The bill already had passed the North Carolina Senate in February of this year, and now has passed the House. But the governor of North Carolina, Pat McCrory, has vetoed the bill. That’s a mistake, for this bill is good public policy. Government employees have rights, and those rights should be protected. Without this accommodation, magistrates and clerks who refuse to take part in same-sex marriages will be removed from office, and “shall” be guilty of a crime that is punishable by up to 120 days in jail.
Consider a county clerk who has served in her job for decades issuing marriage licenses. Now the government has redefined marriage—and her job. Should she be forced in all circumstances to violate her beliefs?
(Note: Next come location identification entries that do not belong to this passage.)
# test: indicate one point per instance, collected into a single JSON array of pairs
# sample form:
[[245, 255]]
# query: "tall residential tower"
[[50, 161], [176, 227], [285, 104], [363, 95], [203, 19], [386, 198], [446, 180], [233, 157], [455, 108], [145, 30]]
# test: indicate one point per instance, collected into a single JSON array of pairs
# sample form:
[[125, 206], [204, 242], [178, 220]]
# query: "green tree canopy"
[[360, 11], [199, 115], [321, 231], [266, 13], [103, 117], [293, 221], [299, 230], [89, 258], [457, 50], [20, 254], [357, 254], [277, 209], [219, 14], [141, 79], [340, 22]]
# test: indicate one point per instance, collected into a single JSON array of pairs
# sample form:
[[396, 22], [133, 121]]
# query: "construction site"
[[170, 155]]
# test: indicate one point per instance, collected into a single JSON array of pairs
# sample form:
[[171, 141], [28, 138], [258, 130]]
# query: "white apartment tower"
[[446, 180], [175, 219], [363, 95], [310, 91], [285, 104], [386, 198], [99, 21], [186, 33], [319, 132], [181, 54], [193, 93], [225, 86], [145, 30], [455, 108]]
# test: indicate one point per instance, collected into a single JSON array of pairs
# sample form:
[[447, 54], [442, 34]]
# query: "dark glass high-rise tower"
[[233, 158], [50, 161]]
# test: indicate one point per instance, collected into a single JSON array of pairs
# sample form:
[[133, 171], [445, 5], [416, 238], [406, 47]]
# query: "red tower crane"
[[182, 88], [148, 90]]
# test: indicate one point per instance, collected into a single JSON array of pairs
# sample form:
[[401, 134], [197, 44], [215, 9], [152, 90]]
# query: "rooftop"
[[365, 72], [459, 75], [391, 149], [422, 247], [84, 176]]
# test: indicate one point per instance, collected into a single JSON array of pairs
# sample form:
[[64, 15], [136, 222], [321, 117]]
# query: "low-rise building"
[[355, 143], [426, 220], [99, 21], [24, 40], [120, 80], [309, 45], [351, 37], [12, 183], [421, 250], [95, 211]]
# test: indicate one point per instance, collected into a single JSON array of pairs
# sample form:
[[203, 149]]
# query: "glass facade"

Indeed, two former magistrates are suing the North Carolina Administrative Office of the Courts precisely because they were told to issue same-sex marriage licenses or resign.
They resigned—but they shouldn’t have had to. Indeed, Title VII of the Civil Rights Act of 1964 requires the government to accommodate conscientious objectors as best it can. Title VII applies to all employers, including the federal government, and requires that employers grant reasonable religious accommodations to employees, provided those accommodations don’t create an undue hardship for the employer.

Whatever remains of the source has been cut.